Book of a knowledgeable compilation of information and an intellectual resource, introducing a complete history of DJ, the new edition of chapters covering techno, acid house, Ibiza, jungle, UK garage and cosmic disco (600 pages, paperback, black & white)
Notes: The self-styled definitive history of the humble art of spinning plates of vinyl, the Last Night A DJ Saved My Life steps up to the turntables with worthy pretensions. The work of journalists Bill Brewster and Frank Broughton, who, between them, have worked on The Face, i-D, Rolling Stone and Musik, they certainly know their deep house from their speed garage. But while Last Night A DJ Saved My Life is an impressively knowledgeable compilation of information, they never quite decide whether this is an intellectual resource, a complete history, or if they're playing these records just for kicks.

So in the preface fun is poked at abstract nonsense about postmodern intertextuality and the pair thunder into well-reasoned, impassioned debate about the DJ being a modern-day shaman--pulse-racing stuff, which makes it all the more uncomfortable when it segues into an unremittingly dull chronological history of the invention of the record deck.
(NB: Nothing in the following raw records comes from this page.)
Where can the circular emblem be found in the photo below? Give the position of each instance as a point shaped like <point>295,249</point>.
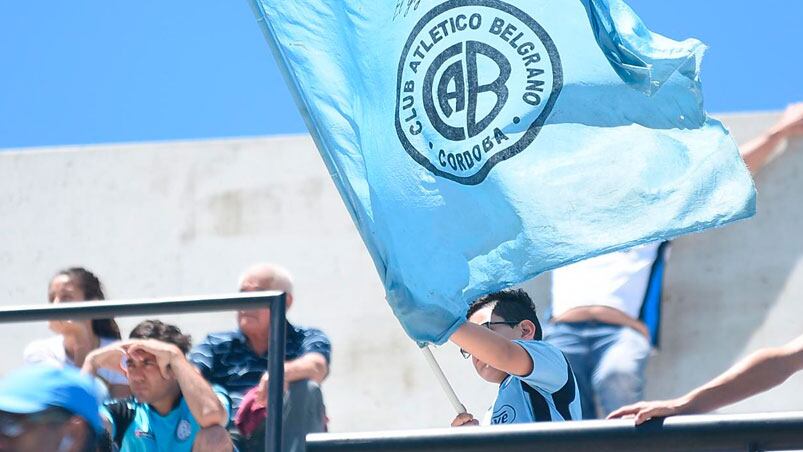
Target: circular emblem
<point>184,430</point>
<point>477,79</point>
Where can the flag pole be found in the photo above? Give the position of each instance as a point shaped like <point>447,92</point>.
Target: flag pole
<point>447,388</point>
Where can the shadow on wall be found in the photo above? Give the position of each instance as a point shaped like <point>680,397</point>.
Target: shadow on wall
<point>722,285</point>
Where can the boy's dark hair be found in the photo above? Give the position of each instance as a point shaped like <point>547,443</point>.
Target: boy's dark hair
<point>156,329</point>
<point>512,305</point>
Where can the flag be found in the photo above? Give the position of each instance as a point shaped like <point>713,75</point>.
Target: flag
<point>479,143</point>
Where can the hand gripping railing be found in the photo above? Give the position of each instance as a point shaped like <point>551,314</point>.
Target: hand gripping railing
<point>743,432</point>
<point>182,305</point>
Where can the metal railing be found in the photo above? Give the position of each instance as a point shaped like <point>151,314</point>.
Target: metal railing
<point>182,305</point>
<point>744,432</point>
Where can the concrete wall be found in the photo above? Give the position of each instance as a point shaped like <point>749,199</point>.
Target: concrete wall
<point>157,219</point>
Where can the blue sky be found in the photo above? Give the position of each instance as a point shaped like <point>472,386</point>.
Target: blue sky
<point>98,71</point>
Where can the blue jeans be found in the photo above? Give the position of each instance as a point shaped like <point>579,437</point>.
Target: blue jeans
<point>608,362</point>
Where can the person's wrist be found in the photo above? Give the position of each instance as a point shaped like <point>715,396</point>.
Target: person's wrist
<point>683,405</point>
<point>90,366</point>
<point>777,133</point>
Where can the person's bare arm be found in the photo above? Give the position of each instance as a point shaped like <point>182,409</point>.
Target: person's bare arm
<point>757,151</point>
<point>310,366</point>
<point>493,349</point>
<point>204,404</point>
<point>756,373</point>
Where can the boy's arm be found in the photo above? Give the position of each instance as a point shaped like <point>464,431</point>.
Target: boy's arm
<point>493,349</point>
<point>757,151</point>
<point>758,372</point>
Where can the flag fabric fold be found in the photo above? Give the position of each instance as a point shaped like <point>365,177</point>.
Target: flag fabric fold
<point>479,143</point>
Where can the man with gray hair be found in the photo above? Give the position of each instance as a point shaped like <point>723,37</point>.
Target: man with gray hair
<point>237,360</point>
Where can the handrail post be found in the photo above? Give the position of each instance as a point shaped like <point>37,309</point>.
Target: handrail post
<point>276,352</point>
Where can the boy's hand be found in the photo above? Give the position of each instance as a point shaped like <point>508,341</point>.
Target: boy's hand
<point>464,420</point>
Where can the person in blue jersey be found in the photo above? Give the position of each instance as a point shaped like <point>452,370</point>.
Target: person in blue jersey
<point>173,407</point>
<point>46,408</point>
<point>503,337</point>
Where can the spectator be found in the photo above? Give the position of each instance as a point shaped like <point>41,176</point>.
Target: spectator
<point>43,408</point>
<point>173,407</point>
<point>596,303</point>
<point>75,339</point>
<point>237,360</point>
<point>503,337</point>
<point>757,373</point>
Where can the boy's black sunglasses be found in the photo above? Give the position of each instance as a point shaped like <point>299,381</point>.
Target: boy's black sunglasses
<point>488,325</point>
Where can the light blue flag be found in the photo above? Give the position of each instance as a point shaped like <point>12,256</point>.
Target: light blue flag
<point>478,143</point>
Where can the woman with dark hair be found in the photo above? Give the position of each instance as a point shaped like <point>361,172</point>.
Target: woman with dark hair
<point>76,338</point>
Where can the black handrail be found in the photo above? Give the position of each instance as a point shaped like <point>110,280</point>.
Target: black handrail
<point>182,305</point>
<point>748,432</point>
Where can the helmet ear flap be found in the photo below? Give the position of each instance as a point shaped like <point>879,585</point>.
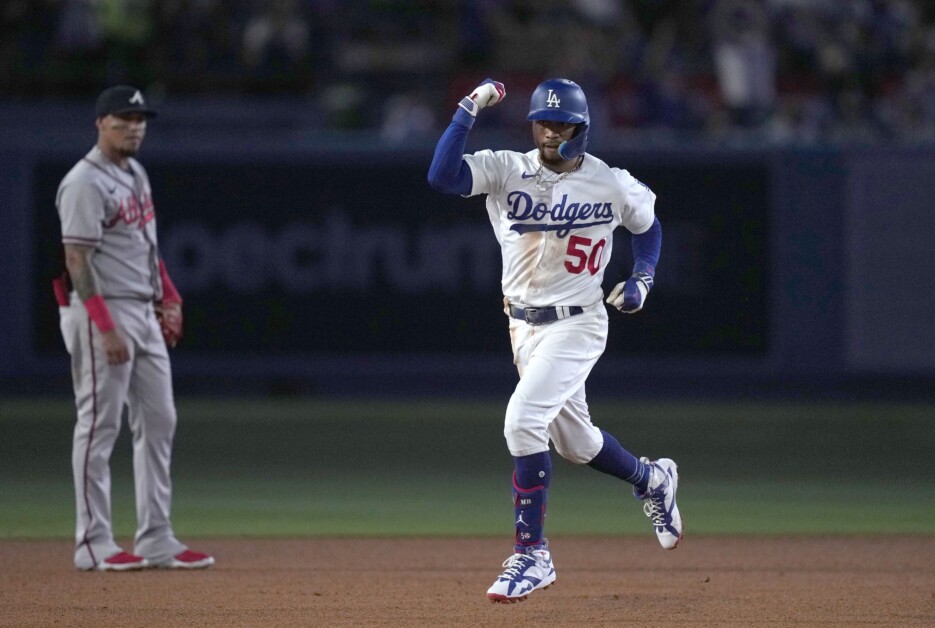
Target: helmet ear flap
<point>577,145</point>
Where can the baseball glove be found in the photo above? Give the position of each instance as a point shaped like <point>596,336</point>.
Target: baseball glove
<point>170,321</point>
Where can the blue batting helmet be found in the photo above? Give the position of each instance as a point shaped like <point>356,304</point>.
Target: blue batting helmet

The pace quickens with an excellent chapter on Northern Soul, and in hot pursuit follow impressive histories of the reggae, hip-hop and disco genres. But then Acid House, perhaps Britain's most important musical evolution ever, is given short shrift and techno is dismissed over a mere ten pages as house's swotty offspring. The term definitive, it seems, has been faded out of the mix.

The Last Night A DJ Saved My Life is no Bible for the penitent vinyl worshipper and its difficult chronology makes it an uncomfortable read. Still, if you think that Northern Soul records were made in Leeds and disco began with the Bee Gees, there's a wealth of knowledge here that'll put you right.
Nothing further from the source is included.